How can I get an even space between the dots and the letters?

I think this is the mistake. Each dot belongs to a letter to describe the abbreviation and that's what must be show to understand it as such. If you are looking for an equivalent space between letter and point, the dots will become a graphic resource instead of being part of the text. This decoration feeling increases if we add a distortion to the typography, since we are moving it away from the original reading sense.

first dots

Is there a way to center it correctly with respect to the logo?

Starting from the previous point, the centering should be the whole text block, where each single element is the letter with its respective dot.

Center

Is there a general way of doing this to make it look better?

Yes, modifying text tracking individually and the dots size. I have not your font, the following explanation is for the below image example using the font Machine Medium.

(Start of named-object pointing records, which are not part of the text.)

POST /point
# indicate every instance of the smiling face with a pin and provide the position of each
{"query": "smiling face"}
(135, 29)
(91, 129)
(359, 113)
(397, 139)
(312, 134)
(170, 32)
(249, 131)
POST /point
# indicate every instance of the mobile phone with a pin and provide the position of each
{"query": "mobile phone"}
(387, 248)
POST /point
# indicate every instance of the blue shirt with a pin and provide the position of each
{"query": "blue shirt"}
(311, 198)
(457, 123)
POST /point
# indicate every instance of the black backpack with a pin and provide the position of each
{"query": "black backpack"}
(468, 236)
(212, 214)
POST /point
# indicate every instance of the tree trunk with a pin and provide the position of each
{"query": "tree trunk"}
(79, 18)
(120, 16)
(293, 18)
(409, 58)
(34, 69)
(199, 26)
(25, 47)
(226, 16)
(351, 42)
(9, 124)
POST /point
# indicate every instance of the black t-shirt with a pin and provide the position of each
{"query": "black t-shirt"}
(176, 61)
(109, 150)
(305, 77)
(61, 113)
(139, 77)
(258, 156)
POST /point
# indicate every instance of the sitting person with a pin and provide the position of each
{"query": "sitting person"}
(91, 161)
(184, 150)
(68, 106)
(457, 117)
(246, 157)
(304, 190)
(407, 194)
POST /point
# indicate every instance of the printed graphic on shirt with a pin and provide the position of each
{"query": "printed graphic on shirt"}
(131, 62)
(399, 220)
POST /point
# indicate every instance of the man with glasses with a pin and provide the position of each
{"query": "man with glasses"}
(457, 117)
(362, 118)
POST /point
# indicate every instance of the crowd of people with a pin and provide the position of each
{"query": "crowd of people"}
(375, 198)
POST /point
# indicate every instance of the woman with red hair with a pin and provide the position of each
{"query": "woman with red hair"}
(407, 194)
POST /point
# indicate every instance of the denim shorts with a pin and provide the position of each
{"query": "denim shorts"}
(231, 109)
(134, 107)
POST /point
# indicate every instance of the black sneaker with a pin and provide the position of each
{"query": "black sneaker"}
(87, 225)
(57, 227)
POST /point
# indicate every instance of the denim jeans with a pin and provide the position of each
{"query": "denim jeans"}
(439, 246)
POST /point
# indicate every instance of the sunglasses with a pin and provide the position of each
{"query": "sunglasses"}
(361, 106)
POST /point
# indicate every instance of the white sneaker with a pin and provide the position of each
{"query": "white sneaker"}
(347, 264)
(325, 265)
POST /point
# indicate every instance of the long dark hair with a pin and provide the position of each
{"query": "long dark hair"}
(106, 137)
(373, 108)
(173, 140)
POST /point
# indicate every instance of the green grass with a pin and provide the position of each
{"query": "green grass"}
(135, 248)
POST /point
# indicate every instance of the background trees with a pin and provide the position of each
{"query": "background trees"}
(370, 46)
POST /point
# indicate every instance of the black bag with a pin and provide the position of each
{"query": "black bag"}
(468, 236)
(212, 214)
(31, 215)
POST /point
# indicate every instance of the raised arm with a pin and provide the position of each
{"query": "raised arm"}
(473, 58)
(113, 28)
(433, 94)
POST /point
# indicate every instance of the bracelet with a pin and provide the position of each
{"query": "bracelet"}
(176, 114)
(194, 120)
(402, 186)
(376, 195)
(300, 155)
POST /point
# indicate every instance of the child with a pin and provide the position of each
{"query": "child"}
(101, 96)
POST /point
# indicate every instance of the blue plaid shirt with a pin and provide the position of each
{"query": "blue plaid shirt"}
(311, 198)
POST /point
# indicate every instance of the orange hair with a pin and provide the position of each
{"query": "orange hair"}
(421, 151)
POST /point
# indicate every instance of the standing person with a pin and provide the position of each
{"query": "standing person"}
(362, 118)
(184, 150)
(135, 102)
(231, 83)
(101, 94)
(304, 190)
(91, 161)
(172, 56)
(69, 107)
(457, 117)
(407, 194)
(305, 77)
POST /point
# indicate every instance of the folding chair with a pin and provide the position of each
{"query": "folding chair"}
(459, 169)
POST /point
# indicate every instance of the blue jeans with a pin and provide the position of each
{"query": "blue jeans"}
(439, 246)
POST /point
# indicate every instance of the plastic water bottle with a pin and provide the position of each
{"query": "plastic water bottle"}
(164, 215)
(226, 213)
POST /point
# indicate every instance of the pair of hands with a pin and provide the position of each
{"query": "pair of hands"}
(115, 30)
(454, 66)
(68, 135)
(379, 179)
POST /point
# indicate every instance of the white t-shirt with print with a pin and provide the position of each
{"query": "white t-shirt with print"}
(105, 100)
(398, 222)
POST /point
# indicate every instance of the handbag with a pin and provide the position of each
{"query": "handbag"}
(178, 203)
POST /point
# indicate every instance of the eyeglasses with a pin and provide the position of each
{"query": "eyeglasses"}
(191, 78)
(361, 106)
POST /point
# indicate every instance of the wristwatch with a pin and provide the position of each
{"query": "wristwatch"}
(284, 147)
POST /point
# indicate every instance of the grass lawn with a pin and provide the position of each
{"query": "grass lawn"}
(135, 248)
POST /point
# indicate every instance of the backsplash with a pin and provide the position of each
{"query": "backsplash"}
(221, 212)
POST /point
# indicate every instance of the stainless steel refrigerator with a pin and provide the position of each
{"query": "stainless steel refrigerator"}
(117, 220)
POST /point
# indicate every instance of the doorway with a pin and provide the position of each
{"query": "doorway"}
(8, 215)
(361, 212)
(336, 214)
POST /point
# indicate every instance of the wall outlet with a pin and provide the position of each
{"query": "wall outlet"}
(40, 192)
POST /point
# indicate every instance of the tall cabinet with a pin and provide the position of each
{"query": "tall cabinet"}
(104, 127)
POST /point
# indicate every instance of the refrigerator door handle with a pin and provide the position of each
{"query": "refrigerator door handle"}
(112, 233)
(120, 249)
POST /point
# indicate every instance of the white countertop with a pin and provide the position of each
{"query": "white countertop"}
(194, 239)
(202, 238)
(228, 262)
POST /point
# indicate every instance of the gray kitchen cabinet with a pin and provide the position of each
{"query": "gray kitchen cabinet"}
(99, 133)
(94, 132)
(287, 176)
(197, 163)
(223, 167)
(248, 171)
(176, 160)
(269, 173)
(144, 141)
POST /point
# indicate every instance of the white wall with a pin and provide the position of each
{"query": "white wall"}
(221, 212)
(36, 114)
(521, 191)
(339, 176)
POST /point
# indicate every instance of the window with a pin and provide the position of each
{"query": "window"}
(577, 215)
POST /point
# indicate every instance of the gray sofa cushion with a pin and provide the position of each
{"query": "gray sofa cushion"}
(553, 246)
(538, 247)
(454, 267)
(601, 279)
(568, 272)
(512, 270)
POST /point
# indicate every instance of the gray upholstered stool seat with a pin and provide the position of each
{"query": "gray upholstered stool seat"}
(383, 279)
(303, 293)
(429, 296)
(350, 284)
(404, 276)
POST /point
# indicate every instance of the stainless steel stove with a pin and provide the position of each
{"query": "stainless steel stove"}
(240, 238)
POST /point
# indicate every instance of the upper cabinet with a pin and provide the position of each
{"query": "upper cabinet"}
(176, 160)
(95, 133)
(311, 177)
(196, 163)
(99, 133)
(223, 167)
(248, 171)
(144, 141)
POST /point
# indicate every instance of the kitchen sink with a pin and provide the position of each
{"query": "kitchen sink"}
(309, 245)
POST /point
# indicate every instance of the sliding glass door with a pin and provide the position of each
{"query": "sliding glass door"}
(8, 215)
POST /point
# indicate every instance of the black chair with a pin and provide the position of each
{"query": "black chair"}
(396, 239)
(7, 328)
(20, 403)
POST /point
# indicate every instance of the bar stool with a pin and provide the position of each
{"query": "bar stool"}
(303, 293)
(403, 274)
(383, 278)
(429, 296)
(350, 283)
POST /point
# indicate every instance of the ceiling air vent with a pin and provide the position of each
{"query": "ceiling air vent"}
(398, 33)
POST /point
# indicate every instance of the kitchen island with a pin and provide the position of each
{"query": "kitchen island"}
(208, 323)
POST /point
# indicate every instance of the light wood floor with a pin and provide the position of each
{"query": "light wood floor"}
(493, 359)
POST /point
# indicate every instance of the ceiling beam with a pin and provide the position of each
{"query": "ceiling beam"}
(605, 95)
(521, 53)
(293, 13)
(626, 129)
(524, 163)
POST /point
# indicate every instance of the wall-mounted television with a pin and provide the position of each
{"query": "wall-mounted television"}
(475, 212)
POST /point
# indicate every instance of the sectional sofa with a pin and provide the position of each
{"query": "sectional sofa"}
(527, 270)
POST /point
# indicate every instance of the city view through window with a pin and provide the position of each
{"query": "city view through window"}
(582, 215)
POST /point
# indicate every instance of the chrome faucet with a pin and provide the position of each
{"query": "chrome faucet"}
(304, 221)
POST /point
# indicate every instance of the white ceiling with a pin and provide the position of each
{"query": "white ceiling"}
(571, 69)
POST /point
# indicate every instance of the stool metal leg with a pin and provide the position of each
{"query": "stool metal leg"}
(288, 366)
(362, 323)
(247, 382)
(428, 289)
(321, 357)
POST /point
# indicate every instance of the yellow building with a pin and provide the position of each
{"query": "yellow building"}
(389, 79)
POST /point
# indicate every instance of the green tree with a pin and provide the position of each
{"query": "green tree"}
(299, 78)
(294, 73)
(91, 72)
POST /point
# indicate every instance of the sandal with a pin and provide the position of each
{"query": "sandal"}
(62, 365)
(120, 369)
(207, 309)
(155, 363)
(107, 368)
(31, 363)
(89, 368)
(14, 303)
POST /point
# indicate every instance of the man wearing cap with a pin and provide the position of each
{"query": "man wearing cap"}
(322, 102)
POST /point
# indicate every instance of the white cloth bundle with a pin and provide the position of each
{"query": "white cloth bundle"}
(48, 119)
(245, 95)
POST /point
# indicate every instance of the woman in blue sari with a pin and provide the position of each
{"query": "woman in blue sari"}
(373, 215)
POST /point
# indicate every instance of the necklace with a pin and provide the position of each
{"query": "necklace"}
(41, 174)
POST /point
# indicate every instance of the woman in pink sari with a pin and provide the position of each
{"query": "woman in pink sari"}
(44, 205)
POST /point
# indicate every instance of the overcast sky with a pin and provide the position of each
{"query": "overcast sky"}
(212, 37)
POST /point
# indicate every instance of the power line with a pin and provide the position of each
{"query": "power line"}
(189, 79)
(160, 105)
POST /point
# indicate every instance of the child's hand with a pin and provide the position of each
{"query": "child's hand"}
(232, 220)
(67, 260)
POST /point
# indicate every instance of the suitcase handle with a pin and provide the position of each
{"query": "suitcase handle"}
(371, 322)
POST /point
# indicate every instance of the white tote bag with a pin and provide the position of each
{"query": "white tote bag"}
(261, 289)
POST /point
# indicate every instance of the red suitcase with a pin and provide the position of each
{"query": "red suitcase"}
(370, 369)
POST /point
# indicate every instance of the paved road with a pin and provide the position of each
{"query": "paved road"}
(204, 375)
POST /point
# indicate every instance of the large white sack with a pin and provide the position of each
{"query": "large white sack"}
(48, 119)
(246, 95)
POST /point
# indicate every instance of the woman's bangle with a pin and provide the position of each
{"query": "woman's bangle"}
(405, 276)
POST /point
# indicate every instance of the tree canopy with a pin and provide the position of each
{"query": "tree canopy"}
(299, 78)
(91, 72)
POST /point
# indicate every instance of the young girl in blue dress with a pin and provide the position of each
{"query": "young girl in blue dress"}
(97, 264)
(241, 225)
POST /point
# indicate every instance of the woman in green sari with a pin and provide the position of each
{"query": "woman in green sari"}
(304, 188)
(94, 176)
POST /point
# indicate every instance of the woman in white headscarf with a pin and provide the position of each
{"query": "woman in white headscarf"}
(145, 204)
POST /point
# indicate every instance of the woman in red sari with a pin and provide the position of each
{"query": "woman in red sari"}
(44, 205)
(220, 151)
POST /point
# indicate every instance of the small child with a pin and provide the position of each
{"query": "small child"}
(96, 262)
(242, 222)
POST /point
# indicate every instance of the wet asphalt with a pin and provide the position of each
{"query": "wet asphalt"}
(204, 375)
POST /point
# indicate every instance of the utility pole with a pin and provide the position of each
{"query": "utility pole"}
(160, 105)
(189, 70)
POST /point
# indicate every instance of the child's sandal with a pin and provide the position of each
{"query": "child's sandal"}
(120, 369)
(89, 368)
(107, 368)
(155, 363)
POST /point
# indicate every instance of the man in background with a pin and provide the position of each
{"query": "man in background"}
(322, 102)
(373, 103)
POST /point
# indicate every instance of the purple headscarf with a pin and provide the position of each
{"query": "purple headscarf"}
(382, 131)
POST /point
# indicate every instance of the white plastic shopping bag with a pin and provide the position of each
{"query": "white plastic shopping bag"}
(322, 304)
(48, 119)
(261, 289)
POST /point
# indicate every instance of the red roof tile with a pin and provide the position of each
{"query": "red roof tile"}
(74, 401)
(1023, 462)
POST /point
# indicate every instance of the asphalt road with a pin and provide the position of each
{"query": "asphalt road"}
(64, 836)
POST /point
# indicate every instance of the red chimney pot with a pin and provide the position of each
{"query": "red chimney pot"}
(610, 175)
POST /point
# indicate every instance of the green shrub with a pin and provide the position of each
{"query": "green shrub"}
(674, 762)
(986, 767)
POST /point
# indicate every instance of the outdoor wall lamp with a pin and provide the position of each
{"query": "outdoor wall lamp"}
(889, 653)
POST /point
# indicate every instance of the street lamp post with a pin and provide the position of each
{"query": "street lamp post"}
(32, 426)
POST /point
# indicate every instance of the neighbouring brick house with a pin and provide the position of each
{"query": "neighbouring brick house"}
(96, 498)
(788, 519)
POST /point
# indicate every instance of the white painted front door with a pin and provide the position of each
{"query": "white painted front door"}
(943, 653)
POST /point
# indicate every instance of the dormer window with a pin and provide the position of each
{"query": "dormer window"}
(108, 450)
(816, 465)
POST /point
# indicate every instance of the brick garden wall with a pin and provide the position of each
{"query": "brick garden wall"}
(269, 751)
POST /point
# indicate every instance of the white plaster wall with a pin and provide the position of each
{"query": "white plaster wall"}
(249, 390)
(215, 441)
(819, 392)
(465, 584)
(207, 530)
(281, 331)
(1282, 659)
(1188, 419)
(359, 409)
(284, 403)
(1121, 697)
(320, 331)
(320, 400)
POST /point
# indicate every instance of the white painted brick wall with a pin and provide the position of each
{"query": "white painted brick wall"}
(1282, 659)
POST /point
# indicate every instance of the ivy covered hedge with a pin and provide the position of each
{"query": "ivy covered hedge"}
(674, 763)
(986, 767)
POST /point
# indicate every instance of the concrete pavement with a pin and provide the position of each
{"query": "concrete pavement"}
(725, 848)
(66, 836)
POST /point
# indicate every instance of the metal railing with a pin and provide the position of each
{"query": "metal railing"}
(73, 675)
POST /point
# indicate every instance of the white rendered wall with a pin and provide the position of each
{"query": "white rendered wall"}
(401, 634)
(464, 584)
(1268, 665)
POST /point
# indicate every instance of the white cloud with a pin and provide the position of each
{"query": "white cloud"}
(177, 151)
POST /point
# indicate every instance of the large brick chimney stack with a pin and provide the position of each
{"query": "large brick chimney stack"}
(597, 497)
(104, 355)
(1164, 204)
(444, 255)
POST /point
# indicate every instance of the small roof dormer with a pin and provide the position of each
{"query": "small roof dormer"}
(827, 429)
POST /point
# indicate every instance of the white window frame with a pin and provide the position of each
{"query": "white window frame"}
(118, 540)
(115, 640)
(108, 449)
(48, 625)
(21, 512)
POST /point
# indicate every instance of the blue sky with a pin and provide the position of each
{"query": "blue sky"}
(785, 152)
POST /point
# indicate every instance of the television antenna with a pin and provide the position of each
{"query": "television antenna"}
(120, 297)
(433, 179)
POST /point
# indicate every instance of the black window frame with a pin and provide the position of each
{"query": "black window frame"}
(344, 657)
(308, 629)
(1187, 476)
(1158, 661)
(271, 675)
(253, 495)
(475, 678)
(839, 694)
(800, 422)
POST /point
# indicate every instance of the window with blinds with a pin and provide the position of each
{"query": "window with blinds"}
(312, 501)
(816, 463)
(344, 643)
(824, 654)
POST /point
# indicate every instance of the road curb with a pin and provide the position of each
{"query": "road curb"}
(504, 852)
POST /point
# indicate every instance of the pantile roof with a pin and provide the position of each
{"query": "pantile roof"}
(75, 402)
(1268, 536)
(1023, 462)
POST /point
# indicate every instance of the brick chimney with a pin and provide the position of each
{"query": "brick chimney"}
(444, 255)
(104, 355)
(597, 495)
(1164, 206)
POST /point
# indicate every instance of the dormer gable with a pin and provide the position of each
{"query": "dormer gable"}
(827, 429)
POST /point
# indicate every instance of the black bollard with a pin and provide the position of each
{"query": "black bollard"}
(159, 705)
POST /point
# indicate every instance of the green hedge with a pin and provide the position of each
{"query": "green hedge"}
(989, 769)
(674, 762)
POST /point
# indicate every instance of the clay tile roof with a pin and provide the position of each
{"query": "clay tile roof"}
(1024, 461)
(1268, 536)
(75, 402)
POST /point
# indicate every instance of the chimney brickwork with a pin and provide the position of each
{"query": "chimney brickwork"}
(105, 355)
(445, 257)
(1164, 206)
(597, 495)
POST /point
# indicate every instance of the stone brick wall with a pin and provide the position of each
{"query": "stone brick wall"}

  • All the dots are reduced a 75% compared to the character size
  • All the top dots have a 300% tracking, excepting the last one
  • All the bottom dots have a 130% tracking, excepting the last one
  • All the top characters have a 50% tracking, except the "C" that has a wider optical space at the bottom, 10% tracking
  • The bottom characters have a different tracking each to fit their optical space, in this example:
    • C = 0 tracking
    • I = 25% tracking
    • A = 35% tracking
    • T = -10% tracking
    • A = 35% tracking

Final

Optical adjustments

The distortion is made in each block of text, including the dots, this makes the reading reference axis appear distorted: the upper C is floating and the last lower A is falling:

Reading axis

A possible fix is adding an invisible character at the beginning of each text, in this case an "I" (blue in the example)

Invisible character

In this final logo, the text is slightly offset to the right to solve the optical space left by the points to appear centered in relation with the image. Using an optical resource and taking advantage of the formal possibilities of the logo, the reference can be matching the upper and lower A end vertex with the image center vertex.

offset

Conclusion

Taking as a starting point that each dot belongs to a letter and they are not a graphic decoration, once the design is done, make the optical adjustments of each element related to each other.